During the derivation of GDA as generative algorithm, I am stuck at how to take the gradient
$$\nabla_X \left( a^TX^{-1}b \right)$$
where $a, b$ are column vectors independent of $X$.
I have tried using trace operator and chain rule, but could not crack it. How should this derivative be approached?
The answer is
$$-X^{-T}ab^TX^{-T}$$
Best Answer
Let's use a colon to denote the trace/Frobenius product, i.e. $$A:B = {\rm Tr}(A^TB)$$ Use the Frobenius product to write the function.

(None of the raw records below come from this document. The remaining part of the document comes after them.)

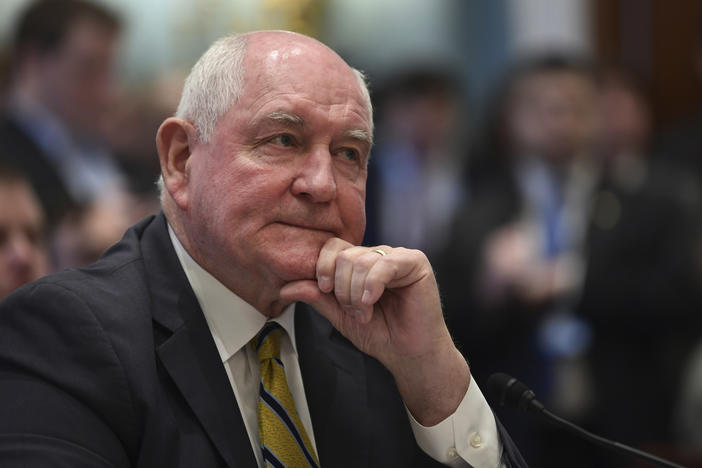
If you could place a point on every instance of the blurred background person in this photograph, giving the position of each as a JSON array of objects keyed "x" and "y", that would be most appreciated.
[
  {"x": 62, "y": 58},
  {"x": 641, "y": 291},
  {"x": 415, "y": 179},
  {"x": 59, "y": 121},
  {"x": 514, "y": 267},
  {"x": 23, "y": 250}
]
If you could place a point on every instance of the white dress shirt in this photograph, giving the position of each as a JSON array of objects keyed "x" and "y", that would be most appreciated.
[{"x": 467, "y": 436}]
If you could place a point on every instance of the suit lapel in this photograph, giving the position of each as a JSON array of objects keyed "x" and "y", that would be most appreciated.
[
  {"x": 334, "y": 377},
  {"x": 188, "y": 352}
]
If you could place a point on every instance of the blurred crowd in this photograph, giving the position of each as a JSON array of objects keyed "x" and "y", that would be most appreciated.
[{"x": 566, "y": 235}]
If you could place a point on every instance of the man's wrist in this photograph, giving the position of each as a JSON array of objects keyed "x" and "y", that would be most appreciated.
[{"x": 434, "y": 385}]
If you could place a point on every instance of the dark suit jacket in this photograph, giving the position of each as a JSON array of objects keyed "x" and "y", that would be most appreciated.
[{"x": 113, "y": 365}]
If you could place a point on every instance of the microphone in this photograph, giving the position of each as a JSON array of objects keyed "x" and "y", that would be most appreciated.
[{"x": 505, "y": 390}]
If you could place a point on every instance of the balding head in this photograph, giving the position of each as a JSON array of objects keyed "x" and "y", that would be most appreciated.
[{"x": 216, "y": 81}]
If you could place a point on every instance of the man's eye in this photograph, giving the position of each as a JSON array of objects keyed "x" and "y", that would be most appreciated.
[
  {"x": 349, "y": 153},
  {"x": 283, "y": 140}
]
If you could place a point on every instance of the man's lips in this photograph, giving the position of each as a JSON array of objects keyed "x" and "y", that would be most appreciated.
[{"x": 312, "y": 227}]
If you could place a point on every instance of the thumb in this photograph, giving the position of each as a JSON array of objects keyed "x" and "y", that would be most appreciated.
[{"x": 308, "y": 292}]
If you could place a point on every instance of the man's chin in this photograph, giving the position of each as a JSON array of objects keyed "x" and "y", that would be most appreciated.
[{"x": 296, "y": 263}]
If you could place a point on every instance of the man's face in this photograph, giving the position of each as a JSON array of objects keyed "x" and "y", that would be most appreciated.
[
  {"x": 285, "y": 169},
  {"x": 76, "y": 78},
  {"x": 23, "y": 255}
]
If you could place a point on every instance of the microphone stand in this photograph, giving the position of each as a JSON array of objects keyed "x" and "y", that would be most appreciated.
[{"x": 508, "y": 391}]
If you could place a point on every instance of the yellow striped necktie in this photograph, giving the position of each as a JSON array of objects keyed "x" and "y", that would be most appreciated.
[{"x": 284, "y": 442}]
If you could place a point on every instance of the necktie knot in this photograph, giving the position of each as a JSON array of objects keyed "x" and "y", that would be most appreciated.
[{"x": 267, "y": 342}]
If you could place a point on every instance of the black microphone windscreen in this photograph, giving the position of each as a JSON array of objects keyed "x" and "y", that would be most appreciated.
[{"x": 505, "y": 390}]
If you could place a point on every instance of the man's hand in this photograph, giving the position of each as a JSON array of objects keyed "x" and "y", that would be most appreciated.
[{"x": 388, "y": 306}]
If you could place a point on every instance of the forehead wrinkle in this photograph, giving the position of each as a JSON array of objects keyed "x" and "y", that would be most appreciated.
[
  {"x": 286, "y": 118},
  {"x": 360, "y": 135}
]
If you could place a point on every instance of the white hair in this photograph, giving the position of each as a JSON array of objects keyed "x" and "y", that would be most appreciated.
[
  {"x": 216, "y": 82},
  {"x": 213, "y": 85}
]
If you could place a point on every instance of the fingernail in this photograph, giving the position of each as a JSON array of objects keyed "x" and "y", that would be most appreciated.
[{"x": 324, "y": 283}]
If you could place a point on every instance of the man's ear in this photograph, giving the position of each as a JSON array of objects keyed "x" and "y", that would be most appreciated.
[{"x": 175, "y": 141}]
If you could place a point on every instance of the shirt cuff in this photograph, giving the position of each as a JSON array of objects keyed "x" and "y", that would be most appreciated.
[{"x": 468, "y": 435}]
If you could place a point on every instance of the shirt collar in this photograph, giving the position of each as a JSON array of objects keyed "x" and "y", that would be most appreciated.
[{"x": 232, "y": 321}]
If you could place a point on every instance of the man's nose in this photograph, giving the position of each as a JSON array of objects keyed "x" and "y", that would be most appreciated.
[{"x": 315, "y": 179}]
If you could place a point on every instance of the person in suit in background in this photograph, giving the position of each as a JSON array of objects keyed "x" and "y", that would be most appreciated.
[
  {"x": 61, "y": 70},
  {"x": 23, "y": 252},
  {"x": 142, "y": 359}
]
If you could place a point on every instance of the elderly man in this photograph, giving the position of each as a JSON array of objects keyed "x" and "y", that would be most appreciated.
[{"x": 190, "y": 342}]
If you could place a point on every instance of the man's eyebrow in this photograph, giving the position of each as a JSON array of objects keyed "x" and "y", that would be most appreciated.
[
  {"x": 361, "y": 135},
  {"x": 286, "y": 118}
]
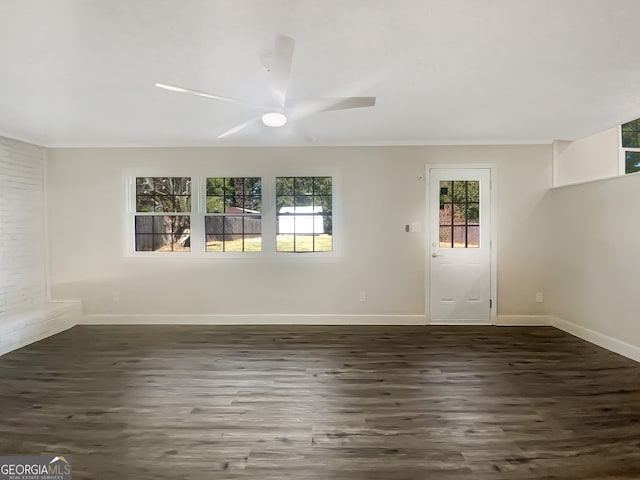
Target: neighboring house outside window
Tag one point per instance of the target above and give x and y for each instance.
(630, 143)
(202, 216)
(233, 220)
(304, 209)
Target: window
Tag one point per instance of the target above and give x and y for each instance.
(459, 214)
(233, 221)
(163, 214)
(630, 138)
(205, 216)
(304, 214)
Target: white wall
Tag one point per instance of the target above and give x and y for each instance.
(377, 192)
(22, 238)
(590, 158)
(25, 313)
(595, 266)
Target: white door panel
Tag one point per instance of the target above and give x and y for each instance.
(460, 245)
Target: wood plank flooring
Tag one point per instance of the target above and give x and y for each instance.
(311, 402)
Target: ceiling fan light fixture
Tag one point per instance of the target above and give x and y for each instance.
(274, 119)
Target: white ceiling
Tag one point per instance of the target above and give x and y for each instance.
(82, 72)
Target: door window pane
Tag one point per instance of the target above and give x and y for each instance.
(459, 214)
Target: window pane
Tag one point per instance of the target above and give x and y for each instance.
(233, 225)
(182, 203)
(459, 194)
(445, 214)
(144, 185)
(214, 225)
(252, 225)
(630, 139)
(473, 191)
(163, 194)
(322, 185)
(324, 202)
(144, 243)
(253, 186)
(163, 203)
(303, 185)
(284, 243)
(180, 185)
(144, 203)
(162, 233)
(323, 243)
(304, 214)
(459, 237)
(304, 243)
(215, 204)
(143, 224)
(252, 243)
(630, 126)
(473, 237)
(233, 243)
(445, 191)
(215, 186)
(285, 202)
(215, 243)
(632, 162)
(459, 214)
(304, 201)
(473, 213)
(445, 237)
(284, 186)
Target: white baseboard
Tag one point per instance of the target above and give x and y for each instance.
(20, 328)
(597, 338)
(257, 319)
(523, 320)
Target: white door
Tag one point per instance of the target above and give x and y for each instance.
(460, 245)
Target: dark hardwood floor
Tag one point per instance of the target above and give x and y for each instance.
(308, 402)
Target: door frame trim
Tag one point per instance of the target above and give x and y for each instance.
(492, 167)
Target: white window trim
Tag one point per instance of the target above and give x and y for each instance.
(198, 212)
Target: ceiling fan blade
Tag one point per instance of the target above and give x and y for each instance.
(308, 106)
(173, 88)
(238, 128)
(280, 68)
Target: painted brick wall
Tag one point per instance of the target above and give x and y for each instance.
(22, 235)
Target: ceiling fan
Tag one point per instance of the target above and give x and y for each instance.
(283, 108)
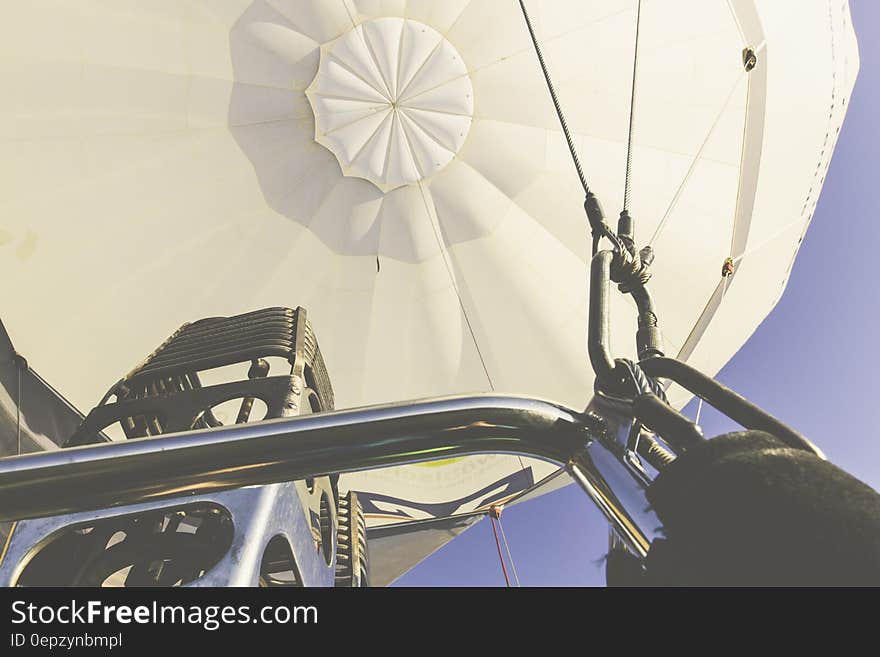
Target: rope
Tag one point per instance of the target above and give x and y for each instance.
(571, 149)
(507, 549)
(18, 409)
(643, 383)
(632, 105)
(498, 546)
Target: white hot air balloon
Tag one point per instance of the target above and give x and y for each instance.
(397, 168)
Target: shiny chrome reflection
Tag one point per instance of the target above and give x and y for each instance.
(198, 462)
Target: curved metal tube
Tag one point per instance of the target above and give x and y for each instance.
(210, 460)
(732, 404)
(131, 471)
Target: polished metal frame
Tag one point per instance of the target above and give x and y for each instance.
(81, 479)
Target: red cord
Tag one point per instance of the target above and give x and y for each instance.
(498, 545)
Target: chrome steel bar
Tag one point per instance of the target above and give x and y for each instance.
(210, 460)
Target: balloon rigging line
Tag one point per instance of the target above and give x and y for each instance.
(695, 160)
(632, 105)
(448, 264)
(507, 549)
(565, 131)
(18, 410)
(498, 547)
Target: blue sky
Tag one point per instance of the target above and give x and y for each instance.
(814, 362)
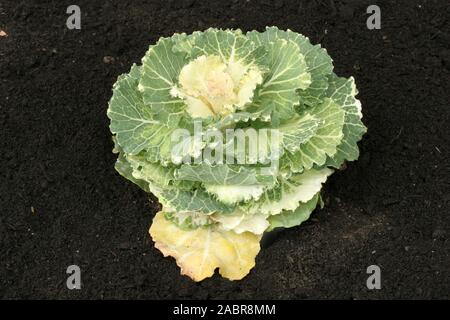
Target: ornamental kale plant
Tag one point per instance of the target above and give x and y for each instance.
(235, 134)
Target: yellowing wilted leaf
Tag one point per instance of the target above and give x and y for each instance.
(200, 251)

Then find its differential and gradient. $$\eqalign{ \phi &= a^TX^{-1}b = a:X^{-1}b \cr &= ab^T:X^{-1} \cr d\phi &= ab^T:dX^{-1} = ab^T:(-X^{-1}\,dX\,X^{-1}) \cr &= -X^{-T}ab^TX^{-T}:dX \cr \frac{\partial \phi}{\partial X} &= -X^{-T}ab^TX^{-T} \cr }$$ NB:
The cyclic property of the trace allows terms in a Frobenius product to be rearranged, e.g. $$\eqalign{ A:BC &= B^TA:C = AC^T:B }$$ The differential of $X^{-1}$ is obtained from the differential of its defining property. $$\eqalign{ I &= X^{-1}X \cr dI &= dX^{-1}X+X^{-1}dX \cr 0 &= dX^{-1}+X^{-1}dX\,X^{-1} \cr dX^{-1} &= -X^{-1}dX\,X^{-1} \cr }$$